2007-07-02 23:22:55 [ndbd] ALERT    -- Node 2: Forced node shutdown completed. Occured
during startphase 5. Initiated by signal 6. Caused by error 2341: 'Internal program err
or (failed ndbrequire)(Internal error, programming error or missing error message, plea
se report a bug). Temporary error

How to repeat:
1) Create LFG and TS
2) kill one data node
3) Drop TS and LFG on surviving node
4) Try to restart DN that was killed in step 2 (this node still has the old LFG)

The data node just restarted should die with:

Time: Monday 2 July 2007 - 23:22:54
Status: Temporary error, restart node
Message: Internal program error (failed ndbrequire) (Internal error, programming erro
or missing error message, please report a bug)
Error: 2341
Error data: lgman.cpp
Error object: LGMAN (Line: 3101) 0x0000000a
Program: /home/ndbdev/jmiller/builds/libexec/ndbd
Pid: 16420
Trace: /space/run/ndb_2_trace.log.1
Version: Version 5.1.19 (beta)

Suggested fix:
We should be able to handle LGF and TS changes in a NR situation.
[2 Jul 2007 22:01] Jonathan Miller
Sorry, left out step 5
1) Create LFG and TS
2) kill one data node
3) Drop TS and LFG on surviving node
4) Try to restart DN that was killed in step 2 (this node still has the old LFG)
5) start a LFG create
[3 Jul 2007 9:20] Jonas Oreland
test scripts

Attachment: test.tgz (application/x-compressed-tar, text), 474 bytes.

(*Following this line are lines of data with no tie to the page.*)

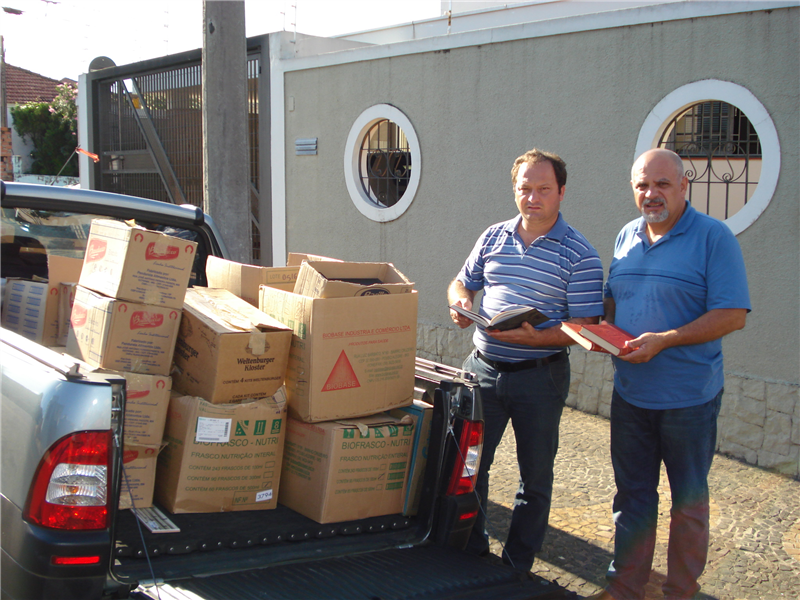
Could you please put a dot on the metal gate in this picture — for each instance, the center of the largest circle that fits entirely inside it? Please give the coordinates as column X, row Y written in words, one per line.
column 148, row 131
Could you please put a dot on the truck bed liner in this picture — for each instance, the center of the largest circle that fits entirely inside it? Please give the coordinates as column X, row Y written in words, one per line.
column 211, row 542
column 396, row 574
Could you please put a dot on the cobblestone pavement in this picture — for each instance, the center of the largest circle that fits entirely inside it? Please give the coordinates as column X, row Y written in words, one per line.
column 755, row 520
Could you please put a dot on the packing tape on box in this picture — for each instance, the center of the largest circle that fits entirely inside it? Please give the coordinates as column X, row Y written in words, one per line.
column 363, row 428
column 230, row 316
column 161, row 245
column 258, row 343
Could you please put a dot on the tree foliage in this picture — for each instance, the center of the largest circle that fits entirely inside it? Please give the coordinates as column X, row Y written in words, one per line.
column 52, row 127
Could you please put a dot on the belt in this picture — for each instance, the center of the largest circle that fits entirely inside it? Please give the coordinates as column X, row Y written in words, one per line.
column 507, row 367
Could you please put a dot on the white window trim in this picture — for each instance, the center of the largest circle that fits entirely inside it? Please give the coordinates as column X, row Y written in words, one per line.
column 352, row 176
column 743, row 99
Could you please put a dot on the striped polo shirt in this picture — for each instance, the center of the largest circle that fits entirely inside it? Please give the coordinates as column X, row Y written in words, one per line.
column 560, row 273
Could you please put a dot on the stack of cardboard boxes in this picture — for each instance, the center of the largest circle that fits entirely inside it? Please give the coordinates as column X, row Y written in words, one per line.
column 351, row 361
column 226, row 427
column 125, row 318
column 291, row 384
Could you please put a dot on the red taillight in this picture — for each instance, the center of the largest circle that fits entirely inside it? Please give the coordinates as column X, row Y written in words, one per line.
column 465, row 472
column 75, row 560
column 70, row 489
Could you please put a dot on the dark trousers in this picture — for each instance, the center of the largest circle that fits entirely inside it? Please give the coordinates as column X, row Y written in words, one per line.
column 684, row 439
column 533, row 400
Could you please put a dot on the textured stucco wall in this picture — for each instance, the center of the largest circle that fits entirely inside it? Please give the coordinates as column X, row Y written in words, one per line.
column 584, row 95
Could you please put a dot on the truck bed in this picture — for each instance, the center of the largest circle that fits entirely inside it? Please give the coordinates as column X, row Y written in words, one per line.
column 218, row 542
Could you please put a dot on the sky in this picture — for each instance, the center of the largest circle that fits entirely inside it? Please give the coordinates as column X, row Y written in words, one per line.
column 59, row 38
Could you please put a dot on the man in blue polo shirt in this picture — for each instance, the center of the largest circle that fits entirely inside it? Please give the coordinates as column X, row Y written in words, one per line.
column 535, row 259
column 677, row 281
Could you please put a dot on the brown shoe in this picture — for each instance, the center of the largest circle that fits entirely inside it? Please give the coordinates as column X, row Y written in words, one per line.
column 604, row 595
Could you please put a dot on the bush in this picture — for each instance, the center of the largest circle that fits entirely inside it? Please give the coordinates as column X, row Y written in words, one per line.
column 52, row 129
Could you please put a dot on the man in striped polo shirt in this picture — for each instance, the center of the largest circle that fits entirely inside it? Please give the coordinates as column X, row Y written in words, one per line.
column 536, row 259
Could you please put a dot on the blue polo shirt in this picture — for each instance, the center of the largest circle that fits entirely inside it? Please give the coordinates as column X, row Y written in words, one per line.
column 696, row 267
column 559, row 273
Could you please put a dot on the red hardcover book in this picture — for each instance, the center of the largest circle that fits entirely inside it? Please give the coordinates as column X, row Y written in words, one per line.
column 603, row 337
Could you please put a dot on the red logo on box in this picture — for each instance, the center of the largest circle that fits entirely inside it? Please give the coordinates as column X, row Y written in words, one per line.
column 95, row 250
column 78, row 315
column 171, row 252
column 141, row 319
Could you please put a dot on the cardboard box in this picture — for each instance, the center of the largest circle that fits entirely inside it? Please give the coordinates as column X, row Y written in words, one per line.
column 135, row 264
column 65, row 299
column 123, row 336
column 24, row 308
column 228, row 350
column 324, row 279
column 146, row 404
column 339, row 471
column 295, row 259
column 350, row 356
column 244, row 280
column 422, row 414
column 59, row 269
column 139, row 474
column 221, row 457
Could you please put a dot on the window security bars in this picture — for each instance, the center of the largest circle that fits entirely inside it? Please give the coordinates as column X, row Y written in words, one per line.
column 385, row 163
column 721, row 153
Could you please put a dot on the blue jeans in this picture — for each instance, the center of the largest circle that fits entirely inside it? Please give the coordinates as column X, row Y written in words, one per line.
column 684, row 438
column 533, row 400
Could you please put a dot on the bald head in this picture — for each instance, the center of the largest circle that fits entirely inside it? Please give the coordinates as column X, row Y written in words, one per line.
column 658, row 153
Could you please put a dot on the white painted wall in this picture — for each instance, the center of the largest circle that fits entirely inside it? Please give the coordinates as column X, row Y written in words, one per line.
column 584, row 88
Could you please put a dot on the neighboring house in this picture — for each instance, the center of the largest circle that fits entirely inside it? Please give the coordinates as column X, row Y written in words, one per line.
column 22, row 87
column 399, row 148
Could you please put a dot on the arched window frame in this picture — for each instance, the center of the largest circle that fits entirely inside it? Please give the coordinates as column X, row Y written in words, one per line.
column 710, row 90
column 352, row 163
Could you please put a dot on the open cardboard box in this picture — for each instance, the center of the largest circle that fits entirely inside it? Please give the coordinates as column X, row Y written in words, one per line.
column 228, row 350
column 132, row 263
column 350, row 357
column 244, row 280
column 221, row 457
column 341, row 471
column 121, row 335
column 324, row 279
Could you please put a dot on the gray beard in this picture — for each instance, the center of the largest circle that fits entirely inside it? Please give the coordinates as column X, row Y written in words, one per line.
column 656, row 218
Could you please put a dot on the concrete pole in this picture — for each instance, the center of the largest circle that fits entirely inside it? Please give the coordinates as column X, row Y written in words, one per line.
column 226, row 185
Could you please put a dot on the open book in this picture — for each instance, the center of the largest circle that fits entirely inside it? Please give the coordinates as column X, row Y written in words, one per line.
column 603, row 337
column 510, row 318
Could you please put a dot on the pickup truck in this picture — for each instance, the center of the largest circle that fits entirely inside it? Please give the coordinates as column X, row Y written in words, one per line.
column 61, row 426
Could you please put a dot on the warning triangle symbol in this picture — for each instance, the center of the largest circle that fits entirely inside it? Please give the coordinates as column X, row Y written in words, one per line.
column 342, row 376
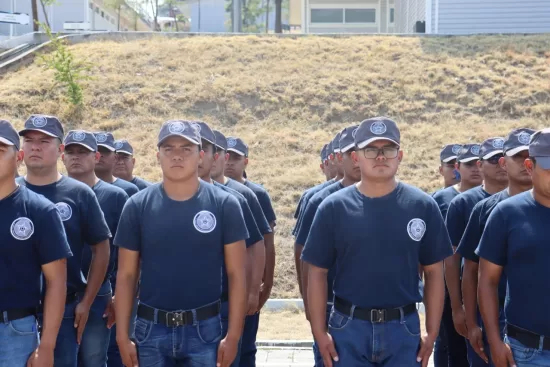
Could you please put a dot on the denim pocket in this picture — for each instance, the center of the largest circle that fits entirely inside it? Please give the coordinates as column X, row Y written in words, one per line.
column 210, row 330
column 337, row 320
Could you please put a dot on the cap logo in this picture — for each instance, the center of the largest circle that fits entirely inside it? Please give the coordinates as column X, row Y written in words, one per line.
column 204, row 221
column 101, row 137
column 22, row 229
column 524, row 138
column 39, row 121
column 456, row 149
column 176, row 127
column 79, row 135
column 378, row 128
column 498, row 143
column 65, row 211
column 416, row 229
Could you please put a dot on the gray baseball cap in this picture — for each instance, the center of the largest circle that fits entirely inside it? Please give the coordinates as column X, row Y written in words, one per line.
column 491, row 147
column 468, row 153
column 82, row 138
column 347, row 138
column 539, row 148
column 449, row 152
column 377, row 128
column 123, row 146
column 517, row 141
column 237, row 145
column 181, row 128
column 49, row 125
column 8, row 134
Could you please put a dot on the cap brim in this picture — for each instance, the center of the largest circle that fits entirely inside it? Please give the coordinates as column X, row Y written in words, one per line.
column 516, row 150
column 81, row 144
column 181, row 136
column 371, row 140
column 448, row 159
column 6, row 141
column 543, row 162
column 492, row 154
column 236, row 151
column 22, row 132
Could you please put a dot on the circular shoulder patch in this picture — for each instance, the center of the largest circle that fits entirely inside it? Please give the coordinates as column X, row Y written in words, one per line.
column 378, row 128
column 22, row 229
column 204, row 221
column 416, row 229
column 39, row 121
column 65, row 211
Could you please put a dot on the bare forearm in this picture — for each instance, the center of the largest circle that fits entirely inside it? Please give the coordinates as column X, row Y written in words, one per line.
column 469, row 293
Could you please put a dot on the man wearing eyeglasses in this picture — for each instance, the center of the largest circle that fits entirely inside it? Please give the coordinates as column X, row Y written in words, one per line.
column 495, row 179
column 516, row 150
column 376, row 233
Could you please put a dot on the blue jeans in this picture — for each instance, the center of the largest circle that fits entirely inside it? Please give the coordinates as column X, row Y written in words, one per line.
column 95, row 340
column 225, row 327
column 450, row 347
column 18, row 339
column 363, row 343
column 248, row 343
column 528, row 357
column 190, row 346
column 473, row 358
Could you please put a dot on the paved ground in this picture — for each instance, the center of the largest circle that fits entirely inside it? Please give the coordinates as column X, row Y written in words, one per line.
column 296, row 357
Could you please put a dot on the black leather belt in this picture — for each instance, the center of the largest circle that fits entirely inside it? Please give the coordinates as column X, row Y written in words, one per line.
column 371, row 314
column 178, row 318
column 16, row 314
column 527, row 338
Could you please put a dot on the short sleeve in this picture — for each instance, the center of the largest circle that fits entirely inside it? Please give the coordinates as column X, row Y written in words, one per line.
column 94, row 226
column 435, row 245
column 51, row 240
column 493, row 246
column 128, row 234
column 320, row 247
column 472, row 235
column 234, row 227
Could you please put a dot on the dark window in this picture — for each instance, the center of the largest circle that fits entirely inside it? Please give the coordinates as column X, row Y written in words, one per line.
column 327, row 16
column 360, row 15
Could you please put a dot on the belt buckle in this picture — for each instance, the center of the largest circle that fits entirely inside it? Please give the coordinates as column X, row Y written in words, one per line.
column 377, row 316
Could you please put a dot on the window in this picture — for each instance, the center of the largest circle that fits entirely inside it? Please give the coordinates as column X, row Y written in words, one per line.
column 327, row 16
column 360, row 15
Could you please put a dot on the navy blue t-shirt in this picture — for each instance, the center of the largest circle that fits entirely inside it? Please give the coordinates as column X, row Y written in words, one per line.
column 140, row 183
column 376, row 244
column 474, row 230
column 82, row 218
column 32, row 235
column 111, row 201
column 516, row 238
column 253, row 203
column 181, row 244
column 129, row 187
column 459, row 212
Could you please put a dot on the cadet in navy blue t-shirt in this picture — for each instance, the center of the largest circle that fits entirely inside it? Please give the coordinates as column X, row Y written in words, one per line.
column 107, row 160
column 84, row 225
column 515, row 240
column 515, row 152
column 80, row 158
column 33, row 243
column 179, row 233
column 125, row 163
column 495, row 179
column 376, row 233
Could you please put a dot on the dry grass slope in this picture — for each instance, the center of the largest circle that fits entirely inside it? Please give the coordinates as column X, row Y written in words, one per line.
column 286, row 97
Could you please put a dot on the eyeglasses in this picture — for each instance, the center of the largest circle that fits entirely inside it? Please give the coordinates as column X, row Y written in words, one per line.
column 387, row 152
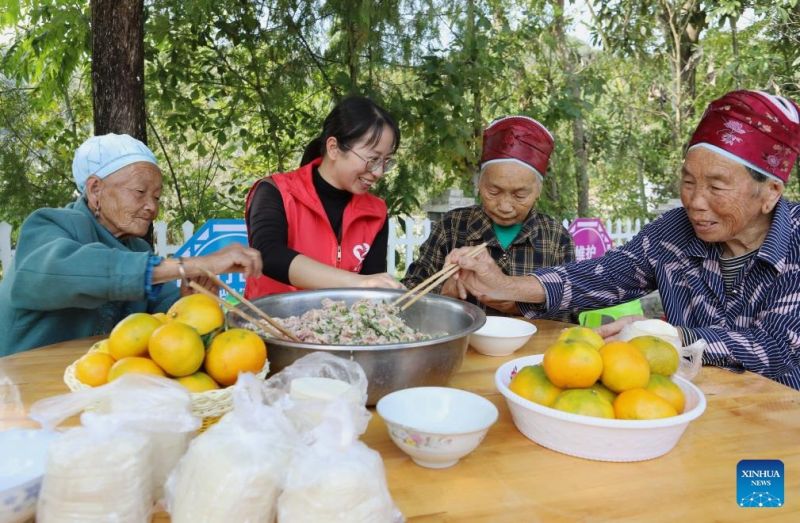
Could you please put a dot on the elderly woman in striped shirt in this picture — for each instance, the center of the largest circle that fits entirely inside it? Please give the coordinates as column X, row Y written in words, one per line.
column 727, row 264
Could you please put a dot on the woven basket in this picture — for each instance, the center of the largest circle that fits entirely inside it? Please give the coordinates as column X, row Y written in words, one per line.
column 209, row 406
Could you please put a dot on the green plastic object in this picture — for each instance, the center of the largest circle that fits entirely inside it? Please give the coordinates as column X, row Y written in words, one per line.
column 599, row 317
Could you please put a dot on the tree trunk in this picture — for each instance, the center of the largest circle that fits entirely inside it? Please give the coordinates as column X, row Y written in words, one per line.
column 475, row 91
column 118, row 67
column 578, row 126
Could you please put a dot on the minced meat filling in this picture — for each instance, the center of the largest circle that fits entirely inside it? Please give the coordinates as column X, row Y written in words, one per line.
column 365, row 322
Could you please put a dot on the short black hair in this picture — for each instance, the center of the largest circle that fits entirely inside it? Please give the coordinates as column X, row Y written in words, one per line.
column 757, row 176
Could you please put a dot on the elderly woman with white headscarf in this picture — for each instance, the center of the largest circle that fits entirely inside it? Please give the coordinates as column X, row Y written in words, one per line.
column 727, row 264
column 80, row 269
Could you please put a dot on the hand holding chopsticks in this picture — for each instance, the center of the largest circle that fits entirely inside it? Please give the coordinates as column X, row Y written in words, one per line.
column 409, row 298
column 263, row 315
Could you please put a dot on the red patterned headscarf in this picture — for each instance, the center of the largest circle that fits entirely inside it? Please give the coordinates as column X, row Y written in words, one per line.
column 753, row 128
column 517, row 139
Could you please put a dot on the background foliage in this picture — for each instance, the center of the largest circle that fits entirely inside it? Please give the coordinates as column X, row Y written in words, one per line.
column 236, row 88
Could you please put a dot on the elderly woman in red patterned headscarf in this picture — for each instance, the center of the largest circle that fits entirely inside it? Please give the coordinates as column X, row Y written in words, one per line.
column 727, row 264
column 516, row 151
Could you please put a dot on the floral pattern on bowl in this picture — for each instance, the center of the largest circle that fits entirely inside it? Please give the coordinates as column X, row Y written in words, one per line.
column 422, row 441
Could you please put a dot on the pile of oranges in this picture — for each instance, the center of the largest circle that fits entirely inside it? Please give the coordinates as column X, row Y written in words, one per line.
column 187, row 343
column 582, row 374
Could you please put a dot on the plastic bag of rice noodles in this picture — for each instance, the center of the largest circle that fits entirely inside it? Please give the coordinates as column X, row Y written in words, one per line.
column 112, row 466
column 234, row 470
column 310, row 384
column 336, row 478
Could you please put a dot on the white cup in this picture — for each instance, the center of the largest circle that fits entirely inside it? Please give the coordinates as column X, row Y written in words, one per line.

[3 Jul 2007 9:49] Jonas Oreland
initial start
ndb_mgm -e "3 restart -a -n"
create_tab D1
ndb_mgm -e "3 start"
[3 Jul 2007 12:34] Jonas Oreland
https://intranet.mysql.com/secure/mailarchive/mail.php?folder=104&mail=154282
[4 Jul 2007 10:06] Jon Stephens
Documented bugfix for telco-6.2.4 release; left PQ status.
[11 Jul 2007 14:32] Tomas Ulin
pushed to 5.1.21  (wrong comment 25901 in the changeset comment)
[11 Jul 2007 14:45] Jon Stephens
Thank you for your bug report. This issue has been committed to our source repository of that product and will be incorporated into the next release.

If necessary, you can access the source repository and build the latest available version, including the bug fix. More information about accessing the source trees is available at

    http://dev.mysql.com/doc/en/installing-source.html

Documented bugfix in 5.1.21 changelog.